Capítulo IX:
La justicia del Coyote
Luis Borraleda y su mujer entraron en Sacramento en las primeras horas de la mañana del día en que se celebraban las elecciones. Cruzaron la ciudad a toda rapidez y descendieron del coche sólo para entrar en su casa.
Pozos, el criado de Borraleda, acudió a su encuentro, exclamando:
—¡Oh, señor! Le están buscando por toda la ciudad. La gente… están locos… Su discurso de ayer noche les ha entusiasmado…
—Has bebido, ¿verdad? —preguntó Borraleda, sonriendo.
—¿Por qué dice usted eso, señor? —preguntó Pozos, desconcertado.
—Hablas de un discurso. Lo debiste soñar.
—¡Por Dios, señor! No se burle de mí. Yo mismo le oí pronunciar aquellas palabras tan hermosas, y le aplaudí con toda mi alma. Y el señor Dun también. Y cuando el señor Dun dijo que…
—¡Miguel! —Interrumpió Borraleda—. Déjate de tonterías y arregla nuestra habitación.
—¿Su habitación?
—Sí. Como antes. Una habitación para los dos.
—Pero ¿no salen a recorrer las calles? —Preguntó Pozos—. La gente está deseosa de aclamarle, señor. Ya vinieron esta mañana, en cuanto empezaron a votar; hasta entró una comisión a convencerse de que usted no estaba en casa.
—¿Cómo iba a estar en casa, si llevo cinco días fuera?…
Borraleda se interrumpió al advertir la expresión de horror del criado.
—¿Qué te ocurre? —preguntó.
—Nada, señor; si usted dice eso… Yo… yo no puedo contradecirle; si pudiese…
—Está ocurriendo algo extraño, Luis —dijo Isabel—. Deja que Miguel nos lo explique. Tal vez seamos nosotros quienes estemos un poco turbados por nuestra felicidad. Por favor, Miguel, cuéntele al señor lo que hizo ayer.

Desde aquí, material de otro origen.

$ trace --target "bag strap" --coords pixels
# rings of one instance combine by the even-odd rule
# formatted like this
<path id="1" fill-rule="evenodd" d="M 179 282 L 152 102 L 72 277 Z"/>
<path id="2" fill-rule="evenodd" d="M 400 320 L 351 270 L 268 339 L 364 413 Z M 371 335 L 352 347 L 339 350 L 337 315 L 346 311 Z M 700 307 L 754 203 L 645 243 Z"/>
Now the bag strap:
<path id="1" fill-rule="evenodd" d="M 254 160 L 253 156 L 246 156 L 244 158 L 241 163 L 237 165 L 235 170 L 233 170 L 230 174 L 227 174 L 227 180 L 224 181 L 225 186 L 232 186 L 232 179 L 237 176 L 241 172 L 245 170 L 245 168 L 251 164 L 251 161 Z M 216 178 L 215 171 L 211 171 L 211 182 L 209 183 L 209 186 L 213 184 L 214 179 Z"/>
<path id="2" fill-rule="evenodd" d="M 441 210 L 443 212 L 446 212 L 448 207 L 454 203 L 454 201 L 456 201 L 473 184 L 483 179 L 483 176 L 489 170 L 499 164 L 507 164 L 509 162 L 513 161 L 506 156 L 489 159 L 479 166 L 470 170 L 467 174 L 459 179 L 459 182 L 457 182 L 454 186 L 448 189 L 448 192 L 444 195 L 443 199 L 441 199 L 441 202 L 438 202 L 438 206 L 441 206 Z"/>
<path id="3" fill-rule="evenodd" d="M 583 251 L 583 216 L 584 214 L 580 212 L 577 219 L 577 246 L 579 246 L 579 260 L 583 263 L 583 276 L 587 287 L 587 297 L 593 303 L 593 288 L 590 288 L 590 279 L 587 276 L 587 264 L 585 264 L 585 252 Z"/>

—Pero si ayer… —empezó Borraleda.
Isabel le contuvo, llevándose el dedo índice a los labios, pidiendo silencio.
—Empieza, Miguel —dijo.
—Pues… —El criado no parecía muy tranquilo. AI fin, cobrando valor, empezó—: Ayer por la mañana el señor no estuvo tampoco en casa; pero al atardecer, a poco de saberse que el señor Kennedy se había suicidado…

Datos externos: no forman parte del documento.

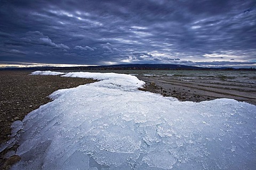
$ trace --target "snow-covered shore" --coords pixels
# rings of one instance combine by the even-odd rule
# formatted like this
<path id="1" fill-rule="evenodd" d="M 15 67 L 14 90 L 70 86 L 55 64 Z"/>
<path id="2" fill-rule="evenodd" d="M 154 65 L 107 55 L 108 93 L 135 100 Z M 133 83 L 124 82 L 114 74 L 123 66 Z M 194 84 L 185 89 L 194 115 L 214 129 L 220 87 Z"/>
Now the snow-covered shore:
<path id="1" fill-rule="evenodd" d="M 57 91 L 52 102 L 16 122 L 21 160 L 13 169 L 256 166 L 255 105 L 228 99 L 181 102 L 138 90 L 144 82 L 131 75 L 59 74 L 101 81 Z"/>

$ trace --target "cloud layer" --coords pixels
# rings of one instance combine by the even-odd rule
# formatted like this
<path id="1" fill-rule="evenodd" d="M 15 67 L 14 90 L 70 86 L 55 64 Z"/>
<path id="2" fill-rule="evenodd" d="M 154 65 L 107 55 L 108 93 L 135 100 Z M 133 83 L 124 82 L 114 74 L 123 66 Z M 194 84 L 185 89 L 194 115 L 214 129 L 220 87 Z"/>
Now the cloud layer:
<path id="1" fill-rule="evenodd" d="M 254 1 L 2 1 L 0 61 L 256 66 Z"/>

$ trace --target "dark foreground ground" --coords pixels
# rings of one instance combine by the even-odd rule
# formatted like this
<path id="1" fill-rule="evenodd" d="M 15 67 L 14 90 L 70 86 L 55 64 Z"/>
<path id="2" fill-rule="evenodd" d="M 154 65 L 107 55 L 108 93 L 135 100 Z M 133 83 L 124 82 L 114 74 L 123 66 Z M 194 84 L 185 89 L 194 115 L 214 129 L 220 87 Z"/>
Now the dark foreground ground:
<path id="1" fill-rule="evenodd" d="M 51 101 L 47 96 L 61 89 L 70 88 L 92 83 L 92 79 L 61 77 L 55 75 L 31 75 L 31 72 L 0 71 L 0 144 L 6 142 L 11 134 L 11 125 L 15 121 L 22 121 L 24 117 L 41 105 Z M 230 86 L 197 84 L 173 80 L 162 80 L 155 78 L 138 77 L 146 82 L 140 90 L 172 96 L 181 101 L 199 102 L 218 98 L 234 98 L 256 104 L 253 88 Z M 19 157 L 12 159 L 4 158 L 5 153 L 15 150 L 17 146 L 0 153 L 0 169 L 4 165 L 13 164 Z M 4 165 L 5 164 L 5 165 Z"/>
<path id="2" fill-rule="evenodd" d="M 28 113 L 51 101 L 47 96 L 54 91 L 95 81 L 54 75 L 31 75 L 30 73 L 0 71 L 0 144 L 10 139 L 10 127 L 14 121 L 22 121 Z M 11 148 L 15 149 L 15 146 Z M 0 169 L 6 151 L 0 154 Z"/>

—¿Se suicidó Kennedy? —preguntó Borraleda.
—Sí. ¿No recuerda el señor que al bajar de su cuarto me lo dijo?
—¿Que yo te lo dije? ¿Que yo te dije que Kennedy se había suicidado? ¡Pero si eres tú el que acabas de darme la primera noticia…!
—Sigue, Miguel, sigue —pidió Isabel, interrumpiendo a su marido.
Lanzando un profundo suspiro, Pozos continuó:
—Pues sí: el señor me dijo al bajar, para ir al discurso, que el señor Kennedy se había pegado un tiro en el corazón.
—¿Y fui yo quien lo dijo? —insistió Borraleda.
—Sí, señor, fue usted —replicó Pozos, empezando a amoscarse—. Y me dijo, además que el mundo se veía, por fin, libre de un canalla.
—Eso es verdad —admitió Borraleda.
—Lo dijo usted —replicó Pozos—. Y se marchó de casa después de darme permiso para ir a escucharle si deseaba hacerlo, a menos que prefiriese votar por el señor Dun.
—¿Y fuiste? —preguntó Borraleda.
—Sí, señor.
—¿Y me oíste hablar?
—Todos los que estábamos allí le oímos.
—¿Y… qué dije?
—¿No lo recuerda el señor?
—Pues… no, verdaderamente no lo recuerdo. Debí de estar tan inspirado que perdí la noción de lo que decía.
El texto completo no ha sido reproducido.